Established in Oct. 2010, the Austin-Travis County EMS Explorer Post 247 program caters to youths aged 14-21 years old. The program gives students a chance to learn more about a career in EMS by providing classes as well as ambulance ride-alongs.

It's also an opportunity for students to network with EMS providers in the area, who make a positive impact by encouraging community service.

Along with the program, Austin-Travis County EMS also holds "Community Helper Days," where they send on-duty crews to visit preschools, elementary and middle schools. During their demonstration, EMS providers talk about the role of a paramedic and offer an ambulance show and tell – explaining the equipment on board and how it works.

Additionally, crews also visit local area high schools to talk about the career path to becoming an EMT and what it's like to work in an emergency medicine environment.

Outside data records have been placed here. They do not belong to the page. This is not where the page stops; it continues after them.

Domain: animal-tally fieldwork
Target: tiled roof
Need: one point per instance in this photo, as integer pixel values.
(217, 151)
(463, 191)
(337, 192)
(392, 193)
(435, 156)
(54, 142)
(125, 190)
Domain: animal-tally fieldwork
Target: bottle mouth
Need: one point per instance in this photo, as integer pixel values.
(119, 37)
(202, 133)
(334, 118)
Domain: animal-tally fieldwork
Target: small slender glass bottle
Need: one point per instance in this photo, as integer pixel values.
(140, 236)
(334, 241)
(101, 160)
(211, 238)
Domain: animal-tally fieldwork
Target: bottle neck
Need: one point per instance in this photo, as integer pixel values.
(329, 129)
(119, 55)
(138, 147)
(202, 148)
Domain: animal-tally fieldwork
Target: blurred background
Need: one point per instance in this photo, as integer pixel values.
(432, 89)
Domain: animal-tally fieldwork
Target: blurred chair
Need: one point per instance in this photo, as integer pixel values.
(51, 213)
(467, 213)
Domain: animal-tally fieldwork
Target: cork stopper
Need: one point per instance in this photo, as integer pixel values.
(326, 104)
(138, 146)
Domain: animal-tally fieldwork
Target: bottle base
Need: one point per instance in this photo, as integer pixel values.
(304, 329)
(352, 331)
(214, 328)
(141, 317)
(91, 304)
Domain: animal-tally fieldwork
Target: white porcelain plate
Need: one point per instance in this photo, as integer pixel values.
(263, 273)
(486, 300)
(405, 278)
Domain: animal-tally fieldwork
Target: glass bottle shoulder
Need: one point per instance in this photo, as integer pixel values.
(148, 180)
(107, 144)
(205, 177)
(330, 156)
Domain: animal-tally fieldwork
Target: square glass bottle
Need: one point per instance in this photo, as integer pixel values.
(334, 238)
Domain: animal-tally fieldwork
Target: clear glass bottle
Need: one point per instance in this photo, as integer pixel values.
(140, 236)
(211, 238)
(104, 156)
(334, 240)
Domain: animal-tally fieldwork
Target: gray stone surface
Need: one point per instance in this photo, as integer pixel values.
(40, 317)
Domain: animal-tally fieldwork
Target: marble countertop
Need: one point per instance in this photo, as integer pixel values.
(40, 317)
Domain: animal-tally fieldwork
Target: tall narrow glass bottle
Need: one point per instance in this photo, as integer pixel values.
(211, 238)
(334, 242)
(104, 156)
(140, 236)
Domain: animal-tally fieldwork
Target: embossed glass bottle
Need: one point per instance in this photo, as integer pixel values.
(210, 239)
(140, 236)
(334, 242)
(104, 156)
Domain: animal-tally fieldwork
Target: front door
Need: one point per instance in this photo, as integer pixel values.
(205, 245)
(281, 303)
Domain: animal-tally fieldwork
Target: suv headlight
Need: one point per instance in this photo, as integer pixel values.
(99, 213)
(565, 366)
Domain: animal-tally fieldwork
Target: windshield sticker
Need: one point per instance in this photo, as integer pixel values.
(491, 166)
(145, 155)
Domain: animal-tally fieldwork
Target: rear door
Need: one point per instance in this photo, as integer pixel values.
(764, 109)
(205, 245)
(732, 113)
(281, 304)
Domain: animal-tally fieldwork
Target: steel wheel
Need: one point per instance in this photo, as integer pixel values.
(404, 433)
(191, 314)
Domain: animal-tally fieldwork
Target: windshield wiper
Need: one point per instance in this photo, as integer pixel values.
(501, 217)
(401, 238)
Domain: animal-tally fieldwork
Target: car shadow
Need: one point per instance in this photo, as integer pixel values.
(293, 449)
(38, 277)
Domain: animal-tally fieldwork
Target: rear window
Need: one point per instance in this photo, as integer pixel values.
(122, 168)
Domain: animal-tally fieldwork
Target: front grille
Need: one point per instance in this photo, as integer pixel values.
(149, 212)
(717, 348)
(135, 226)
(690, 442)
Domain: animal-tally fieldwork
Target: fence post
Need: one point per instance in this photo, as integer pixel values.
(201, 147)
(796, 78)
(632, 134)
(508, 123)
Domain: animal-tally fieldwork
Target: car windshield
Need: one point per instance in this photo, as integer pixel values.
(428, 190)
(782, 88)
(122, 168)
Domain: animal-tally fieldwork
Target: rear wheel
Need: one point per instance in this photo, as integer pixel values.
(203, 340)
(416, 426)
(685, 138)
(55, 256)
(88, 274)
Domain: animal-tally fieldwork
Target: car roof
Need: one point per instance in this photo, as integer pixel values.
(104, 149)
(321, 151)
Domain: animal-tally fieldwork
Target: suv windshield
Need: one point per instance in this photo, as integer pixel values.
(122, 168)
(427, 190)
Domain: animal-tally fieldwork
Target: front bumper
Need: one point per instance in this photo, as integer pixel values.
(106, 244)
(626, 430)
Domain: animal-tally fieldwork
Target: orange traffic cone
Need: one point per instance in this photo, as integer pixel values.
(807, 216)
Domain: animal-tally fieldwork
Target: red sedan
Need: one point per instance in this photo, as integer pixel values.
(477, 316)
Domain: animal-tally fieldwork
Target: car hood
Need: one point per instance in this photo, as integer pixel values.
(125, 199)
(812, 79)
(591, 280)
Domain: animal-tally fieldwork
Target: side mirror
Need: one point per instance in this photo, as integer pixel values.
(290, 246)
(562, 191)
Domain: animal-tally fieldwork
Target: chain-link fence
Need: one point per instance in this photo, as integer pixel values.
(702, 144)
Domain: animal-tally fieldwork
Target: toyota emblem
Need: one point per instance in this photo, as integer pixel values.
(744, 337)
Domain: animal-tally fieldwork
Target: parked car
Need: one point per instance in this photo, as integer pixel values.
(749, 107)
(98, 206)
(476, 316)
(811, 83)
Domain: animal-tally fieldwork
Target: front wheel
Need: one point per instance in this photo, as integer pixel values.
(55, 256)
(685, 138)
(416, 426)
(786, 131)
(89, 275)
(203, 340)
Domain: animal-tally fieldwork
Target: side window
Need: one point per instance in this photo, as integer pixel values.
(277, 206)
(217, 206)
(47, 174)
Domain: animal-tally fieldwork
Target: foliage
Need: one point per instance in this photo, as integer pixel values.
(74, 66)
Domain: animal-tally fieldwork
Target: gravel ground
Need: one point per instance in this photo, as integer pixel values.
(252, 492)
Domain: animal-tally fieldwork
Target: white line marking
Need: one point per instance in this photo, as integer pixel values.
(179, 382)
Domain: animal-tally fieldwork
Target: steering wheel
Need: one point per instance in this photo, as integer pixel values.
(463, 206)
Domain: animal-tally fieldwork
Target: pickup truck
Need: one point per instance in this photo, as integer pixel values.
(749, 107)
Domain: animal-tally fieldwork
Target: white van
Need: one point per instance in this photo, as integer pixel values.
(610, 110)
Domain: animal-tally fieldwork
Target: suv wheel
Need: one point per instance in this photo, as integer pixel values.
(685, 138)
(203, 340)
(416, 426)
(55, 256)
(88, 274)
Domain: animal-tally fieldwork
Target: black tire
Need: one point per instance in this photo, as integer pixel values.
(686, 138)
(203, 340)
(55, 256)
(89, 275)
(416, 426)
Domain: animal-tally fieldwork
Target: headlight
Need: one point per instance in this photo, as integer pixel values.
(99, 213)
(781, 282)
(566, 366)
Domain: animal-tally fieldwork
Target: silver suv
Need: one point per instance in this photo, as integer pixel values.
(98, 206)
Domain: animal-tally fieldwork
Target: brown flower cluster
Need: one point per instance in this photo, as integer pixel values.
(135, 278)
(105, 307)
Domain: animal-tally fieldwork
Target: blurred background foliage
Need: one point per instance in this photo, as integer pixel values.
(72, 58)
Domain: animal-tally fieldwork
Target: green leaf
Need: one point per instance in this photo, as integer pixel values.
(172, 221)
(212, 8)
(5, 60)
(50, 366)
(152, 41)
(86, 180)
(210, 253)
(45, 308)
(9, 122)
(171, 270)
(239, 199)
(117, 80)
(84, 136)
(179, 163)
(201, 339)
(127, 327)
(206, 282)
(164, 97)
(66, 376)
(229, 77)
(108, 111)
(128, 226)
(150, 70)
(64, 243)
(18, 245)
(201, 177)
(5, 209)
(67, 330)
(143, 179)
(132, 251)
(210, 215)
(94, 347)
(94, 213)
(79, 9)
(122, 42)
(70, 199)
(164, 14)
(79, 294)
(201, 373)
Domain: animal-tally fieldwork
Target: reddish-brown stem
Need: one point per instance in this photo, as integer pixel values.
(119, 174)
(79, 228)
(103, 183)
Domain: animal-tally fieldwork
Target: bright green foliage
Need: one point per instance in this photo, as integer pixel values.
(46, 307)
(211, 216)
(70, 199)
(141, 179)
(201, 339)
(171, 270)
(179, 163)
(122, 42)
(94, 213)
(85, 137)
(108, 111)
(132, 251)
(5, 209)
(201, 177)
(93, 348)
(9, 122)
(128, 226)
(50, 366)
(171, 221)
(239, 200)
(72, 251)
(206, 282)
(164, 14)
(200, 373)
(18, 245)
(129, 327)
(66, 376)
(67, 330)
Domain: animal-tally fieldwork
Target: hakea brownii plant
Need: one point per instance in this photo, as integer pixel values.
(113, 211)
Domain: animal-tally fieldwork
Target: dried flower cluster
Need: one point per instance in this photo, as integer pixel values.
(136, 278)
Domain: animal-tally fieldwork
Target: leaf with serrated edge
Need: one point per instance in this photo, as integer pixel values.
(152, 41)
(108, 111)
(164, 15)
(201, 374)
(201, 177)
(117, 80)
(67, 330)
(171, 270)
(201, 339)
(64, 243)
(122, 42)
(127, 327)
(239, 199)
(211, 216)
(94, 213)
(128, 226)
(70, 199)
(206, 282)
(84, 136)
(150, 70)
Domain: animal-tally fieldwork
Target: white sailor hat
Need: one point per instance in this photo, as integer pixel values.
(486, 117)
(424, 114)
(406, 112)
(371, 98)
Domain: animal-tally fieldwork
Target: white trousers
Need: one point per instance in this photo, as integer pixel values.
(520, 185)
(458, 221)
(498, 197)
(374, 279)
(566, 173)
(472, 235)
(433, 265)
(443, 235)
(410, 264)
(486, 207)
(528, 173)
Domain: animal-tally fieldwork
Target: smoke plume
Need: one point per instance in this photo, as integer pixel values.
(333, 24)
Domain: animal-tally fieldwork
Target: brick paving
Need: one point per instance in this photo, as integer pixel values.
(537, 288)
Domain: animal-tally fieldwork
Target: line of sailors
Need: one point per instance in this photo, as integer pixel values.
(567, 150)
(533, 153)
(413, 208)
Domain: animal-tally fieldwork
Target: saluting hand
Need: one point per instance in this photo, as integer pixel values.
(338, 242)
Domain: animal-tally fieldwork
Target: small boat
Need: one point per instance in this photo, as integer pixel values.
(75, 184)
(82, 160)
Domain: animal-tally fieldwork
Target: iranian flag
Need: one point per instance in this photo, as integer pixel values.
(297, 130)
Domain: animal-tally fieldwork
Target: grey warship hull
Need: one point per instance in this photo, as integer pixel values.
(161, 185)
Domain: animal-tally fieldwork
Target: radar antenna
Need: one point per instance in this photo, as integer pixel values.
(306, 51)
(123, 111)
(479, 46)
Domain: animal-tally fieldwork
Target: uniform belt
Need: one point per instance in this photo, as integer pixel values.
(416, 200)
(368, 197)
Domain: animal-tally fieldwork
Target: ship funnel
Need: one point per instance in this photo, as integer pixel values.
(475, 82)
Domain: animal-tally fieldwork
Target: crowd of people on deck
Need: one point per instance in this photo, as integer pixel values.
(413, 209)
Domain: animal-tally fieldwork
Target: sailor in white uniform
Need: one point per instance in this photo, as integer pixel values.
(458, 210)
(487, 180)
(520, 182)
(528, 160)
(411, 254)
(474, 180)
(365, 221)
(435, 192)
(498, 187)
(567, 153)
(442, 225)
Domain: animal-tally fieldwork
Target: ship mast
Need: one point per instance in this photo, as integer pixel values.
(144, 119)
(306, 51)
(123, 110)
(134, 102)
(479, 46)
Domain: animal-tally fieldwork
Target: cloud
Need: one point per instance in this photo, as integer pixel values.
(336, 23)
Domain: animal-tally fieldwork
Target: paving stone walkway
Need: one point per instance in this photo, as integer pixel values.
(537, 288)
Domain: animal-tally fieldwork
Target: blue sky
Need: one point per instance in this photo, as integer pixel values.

This early outreach and exposure to the world of EMS may seem routine for the EMS providers who are presenting, but it could be the difference between a student choosing one career path over another.

And much like Austin-Travis County EMS' school visits and career days, Lawless said many LifeSave outreach events begin with a student expressing interest in a simple idea. "A lot of kids start out by saying they want to be a pilot; they think the aircraft is pretty cool."

Once that interest is voiced, LifeSave will set up a private meet and greet to further grow their interest and curiosity.

"We're trying to get kids more engaged with these types of career paths, which is why events like these are more important than ever," Lawless said.